A high-profile Auckland barrister is fighting to keep his identity secret as he battles disciplinary charges.
The lawyer was originally denied name suppression by the Lawyers and Conveyancers Tribunal set to hear allegations against him in a two-day hearing earlier this month.
It didn't begin and is now unlikely to get under way until February. But after inquiries from the Herald the lawyer obtained an interim name suppression order at the High Court at Auckland, banning publication of his name and details of his case.
That suppression order lapsed at 4pm yesterday but the lawyer has now filed an application with the Court of Appeal to continue to keep his name secret.
A hearing on Monday morning will consider whether to extend the suppression order.
The lawyer argued he had been involved in many high-profile and significant cases and strenuously denied the allegations.
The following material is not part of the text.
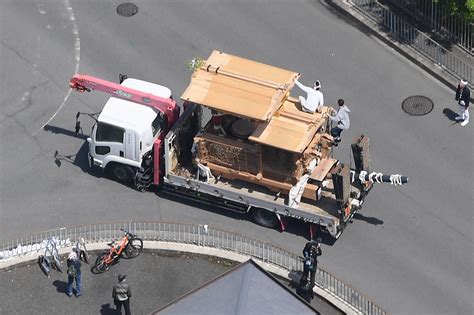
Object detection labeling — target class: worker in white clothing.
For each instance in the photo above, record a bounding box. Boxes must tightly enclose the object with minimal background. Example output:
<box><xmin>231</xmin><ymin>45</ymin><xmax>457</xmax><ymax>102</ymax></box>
<box><xmin>295</xmin><ymin>80</ymin><xmax>324</xmax><ymax>113</ymax></box>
The lawyer was concerned about the effect publication would have on his reputation, the people he worked with and close relatives.
Justice Kit Toogood, in a decision released this week, said he was not persuaded the lawyer's concerns outweighed the public interest in open justice.
"I consider the proposition that the plaintiff, his professional colleagues and members of his family will suffer irreparable harm from publication of the allegations and the proceedings in this court and before the Tribunal to be exaggerated, " Justice Toogood said.
The judge said the lawyers' claim of a high profile did not entitle him to be treated any differently from a junior practitioner with no public profile.